Prof Ranjit Thapa and his PhD scholar, Mr Samadhan Kapse from the Department of Physics have reported their euphoric achievement of discovering an economically viable electrocatalyst for effective green urea synthesis. The paper “Selective Electrocatalytic Co-reduction of N2 and CO2 on Copper Phthalocyanine for Green Urea Production” has been published in the highly prestigious Nature indexed journal, ‘Advanced Functional Materials’, having an Impact Factor of 18.81. It was published in collaboration with Jit Mukherjee, and Uttam Kumar Ghorai, from the Department of Industrial Chemistry & Applied Chemistry, Swami Vivekananda Research Centre.

With global annual production of 100 million tons, urea is one of the important nitrogen sources for the fertilizer industry. Industrial urea is synthesized by the following two consecutive steps. First, the reaction of nitrogen and hydrogen (N2 + H2 → NH3) by the Haber-Bosch process at high temperature and pressure (350–550°C, 150–350 bar); followed by the reaction of NH3 and CO2 [NH3 + CO2 → CO(NH2)2] under mild reaction conditions (170–200°C and 200–250 bar).
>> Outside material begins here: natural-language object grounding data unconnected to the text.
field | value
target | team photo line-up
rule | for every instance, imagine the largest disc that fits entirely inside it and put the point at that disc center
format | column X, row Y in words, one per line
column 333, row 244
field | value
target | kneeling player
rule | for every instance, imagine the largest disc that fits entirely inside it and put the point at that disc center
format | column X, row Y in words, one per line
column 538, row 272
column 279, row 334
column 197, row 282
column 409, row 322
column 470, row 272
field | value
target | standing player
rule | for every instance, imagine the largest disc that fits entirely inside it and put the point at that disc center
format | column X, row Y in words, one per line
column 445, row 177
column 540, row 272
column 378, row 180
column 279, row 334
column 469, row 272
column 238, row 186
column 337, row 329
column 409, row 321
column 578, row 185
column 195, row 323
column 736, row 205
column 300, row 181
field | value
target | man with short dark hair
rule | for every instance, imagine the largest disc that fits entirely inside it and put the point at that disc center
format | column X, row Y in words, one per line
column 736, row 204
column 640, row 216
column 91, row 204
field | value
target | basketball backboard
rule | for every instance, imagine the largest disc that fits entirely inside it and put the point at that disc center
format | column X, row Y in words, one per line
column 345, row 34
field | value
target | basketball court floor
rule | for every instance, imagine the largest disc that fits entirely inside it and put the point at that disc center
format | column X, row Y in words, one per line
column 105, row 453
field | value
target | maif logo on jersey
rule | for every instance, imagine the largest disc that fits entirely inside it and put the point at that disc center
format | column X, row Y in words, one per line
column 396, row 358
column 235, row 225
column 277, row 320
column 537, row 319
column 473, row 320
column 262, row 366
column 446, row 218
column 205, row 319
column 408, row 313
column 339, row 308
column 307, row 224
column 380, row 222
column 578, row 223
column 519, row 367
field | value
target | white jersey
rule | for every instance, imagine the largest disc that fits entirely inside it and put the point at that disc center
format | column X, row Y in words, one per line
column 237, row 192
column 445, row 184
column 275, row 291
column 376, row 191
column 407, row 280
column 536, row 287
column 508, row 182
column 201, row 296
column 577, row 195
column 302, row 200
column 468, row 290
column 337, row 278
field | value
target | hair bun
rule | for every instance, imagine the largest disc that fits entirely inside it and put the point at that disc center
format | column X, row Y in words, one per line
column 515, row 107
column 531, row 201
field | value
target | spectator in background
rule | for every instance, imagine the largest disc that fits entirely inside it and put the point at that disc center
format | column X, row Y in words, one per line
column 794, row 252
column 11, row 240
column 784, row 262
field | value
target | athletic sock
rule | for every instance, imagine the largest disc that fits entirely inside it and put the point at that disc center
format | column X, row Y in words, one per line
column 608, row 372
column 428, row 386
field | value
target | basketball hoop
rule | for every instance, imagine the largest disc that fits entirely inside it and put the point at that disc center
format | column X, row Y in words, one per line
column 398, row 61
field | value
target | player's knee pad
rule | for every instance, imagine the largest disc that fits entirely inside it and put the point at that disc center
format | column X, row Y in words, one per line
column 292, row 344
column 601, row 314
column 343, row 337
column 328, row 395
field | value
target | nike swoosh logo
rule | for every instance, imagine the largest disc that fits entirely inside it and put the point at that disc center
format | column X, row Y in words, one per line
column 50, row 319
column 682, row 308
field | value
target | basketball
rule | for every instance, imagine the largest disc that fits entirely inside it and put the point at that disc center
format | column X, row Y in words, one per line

The sequential reactions are carried out for several cycles to increase the conversion efficiency. For the first step, fixation of N2 is an energy as well as a capital intensive process due to difficulty in cleaving the N≡N bond. Extensive research works have been reported on electrochemical N2 fixation to NH3 in water medium under ambient conditions. In this electrochemical method, isolation of NH3 gas with high purity from electrolyte solution is troublesome. In the second step, CO2 fixation on the substrate and its separation is one of the major challenging tasks for the further reaction with NH3 to end up in urea formation. Overall, the two-step process for large scale production of urea consumes high energy and produces greenhouse gases for the environment.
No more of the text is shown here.